I'll reiterate that this does not concern the process of vitrification. Vitrification is the process of "controlled dehydration" or "controlled freezing" that a cell undergoes when temperatures get too cold. When a cell vitrifies, scientists don't consider it a living entity because it can't reproduce or metabolize, or generally do anything resembling life processes. Organisms can survive MUCH lower temperatures when vitrified, but are just worthless until the temperature warms up.

More complex organisms (I'm talking to you people who live in freakishly cold places) can survive lower temperatures because they are able to regulate the our internal temperatures and the environment around our skin to some extent. We are more versatile, but it's cheating to compare a human to a single celled organism.

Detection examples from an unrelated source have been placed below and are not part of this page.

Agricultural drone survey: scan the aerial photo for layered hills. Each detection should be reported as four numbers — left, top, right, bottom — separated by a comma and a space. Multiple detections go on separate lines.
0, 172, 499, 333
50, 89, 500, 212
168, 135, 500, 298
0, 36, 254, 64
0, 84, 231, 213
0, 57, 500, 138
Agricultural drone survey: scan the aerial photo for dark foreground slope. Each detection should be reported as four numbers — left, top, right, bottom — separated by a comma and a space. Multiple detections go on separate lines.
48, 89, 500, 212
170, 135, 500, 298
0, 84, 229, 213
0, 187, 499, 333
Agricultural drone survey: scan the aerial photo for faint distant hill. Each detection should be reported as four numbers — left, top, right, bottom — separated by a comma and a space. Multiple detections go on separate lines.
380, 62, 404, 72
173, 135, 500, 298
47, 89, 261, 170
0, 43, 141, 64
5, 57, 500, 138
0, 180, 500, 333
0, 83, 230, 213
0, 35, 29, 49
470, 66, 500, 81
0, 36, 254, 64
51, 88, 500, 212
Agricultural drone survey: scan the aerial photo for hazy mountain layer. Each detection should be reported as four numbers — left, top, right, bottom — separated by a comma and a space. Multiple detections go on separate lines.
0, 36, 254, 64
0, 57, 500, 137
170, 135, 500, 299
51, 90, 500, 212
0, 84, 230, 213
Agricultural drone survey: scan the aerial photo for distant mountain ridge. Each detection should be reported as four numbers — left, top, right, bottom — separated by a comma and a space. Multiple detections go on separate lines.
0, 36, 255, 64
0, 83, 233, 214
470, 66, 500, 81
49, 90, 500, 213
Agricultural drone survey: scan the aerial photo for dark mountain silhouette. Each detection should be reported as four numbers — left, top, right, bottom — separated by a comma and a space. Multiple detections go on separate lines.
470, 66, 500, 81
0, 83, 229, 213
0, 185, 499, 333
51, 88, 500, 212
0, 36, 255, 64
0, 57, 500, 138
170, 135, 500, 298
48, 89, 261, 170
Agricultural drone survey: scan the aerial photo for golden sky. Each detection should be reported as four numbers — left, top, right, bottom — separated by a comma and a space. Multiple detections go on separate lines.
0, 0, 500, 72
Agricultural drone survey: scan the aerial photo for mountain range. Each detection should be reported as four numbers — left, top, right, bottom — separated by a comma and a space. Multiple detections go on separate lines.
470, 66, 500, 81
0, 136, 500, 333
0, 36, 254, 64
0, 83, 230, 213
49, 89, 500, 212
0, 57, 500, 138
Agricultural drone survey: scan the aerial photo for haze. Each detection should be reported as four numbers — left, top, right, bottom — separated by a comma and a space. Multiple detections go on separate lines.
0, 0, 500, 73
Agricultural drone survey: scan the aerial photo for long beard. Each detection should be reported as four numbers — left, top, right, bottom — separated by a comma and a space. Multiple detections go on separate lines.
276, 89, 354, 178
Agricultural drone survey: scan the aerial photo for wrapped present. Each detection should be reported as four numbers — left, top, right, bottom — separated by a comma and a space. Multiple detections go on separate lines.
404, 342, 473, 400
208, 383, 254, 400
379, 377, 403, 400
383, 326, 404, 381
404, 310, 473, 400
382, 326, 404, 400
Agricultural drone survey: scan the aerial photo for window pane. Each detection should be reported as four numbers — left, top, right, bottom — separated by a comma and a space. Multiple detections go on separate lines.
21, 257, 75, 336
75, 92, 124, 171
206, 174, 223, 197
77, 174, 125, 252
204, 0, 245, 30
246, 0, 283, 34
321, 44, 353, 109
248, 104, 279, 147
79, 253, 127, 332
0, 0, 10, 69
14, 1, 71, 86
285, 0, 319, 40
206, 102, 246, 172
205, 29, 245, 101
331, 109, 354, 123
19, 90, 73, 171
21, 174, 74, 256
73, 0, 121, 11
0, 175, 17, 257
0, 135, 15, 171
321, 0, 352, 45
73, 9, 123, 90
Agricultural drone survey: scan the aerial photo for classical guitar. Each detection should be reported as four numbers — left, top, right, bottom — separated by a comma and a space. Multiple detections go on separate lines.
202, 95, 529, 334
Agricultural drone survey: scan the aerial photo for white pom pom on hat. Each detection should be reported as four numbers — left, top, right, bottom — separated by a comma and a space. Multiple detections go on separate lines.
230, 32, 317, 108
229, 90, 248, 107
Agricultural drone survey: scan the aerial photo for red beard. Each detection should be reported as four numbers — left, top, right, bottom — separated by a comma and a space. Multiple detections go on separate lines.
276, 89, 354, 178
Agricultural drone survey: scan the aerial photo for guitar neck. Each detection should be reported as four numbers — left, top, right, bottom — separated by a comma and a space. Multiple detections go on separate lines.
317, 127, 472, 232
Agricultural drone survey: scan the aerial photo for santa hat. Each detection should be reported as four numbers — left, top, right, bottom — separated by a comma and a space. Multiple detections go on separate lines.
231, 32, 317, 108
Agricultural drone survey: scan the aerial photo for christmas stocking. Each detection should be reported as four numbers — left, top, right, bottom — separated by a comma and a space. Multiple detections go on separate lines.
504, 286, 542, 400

Professor Andrew Clarke, from the NERC's British Antarctic Survey, elaborated, "Bacteria, unicellular algae and unicellular fungi – of which there are a huge amount in the world-are free-living because they don’t rely on other organisms. Everything else, like trees and animals and insects, has the ability to control the fluid that surrounds their internal cells. In our case it’s blood and lymph. In a complicated organism, the cells sit in an environment that the organism can control. Free-living organisms don’t have this; if ice forms in the environment they are subject to all the stresses that implies."

An unexpected side effect of this study helped to explain why freezing your food is a great method for long-term storage. Most commercial freezers operate around -20 °C, so bacteria is unable to reproduce and feast on your food. This gives scientists a mechanism for the reason why domestic freezers work really well for preserving your perishables.

Science: advancing the boundaries of our understanding from life to freezers.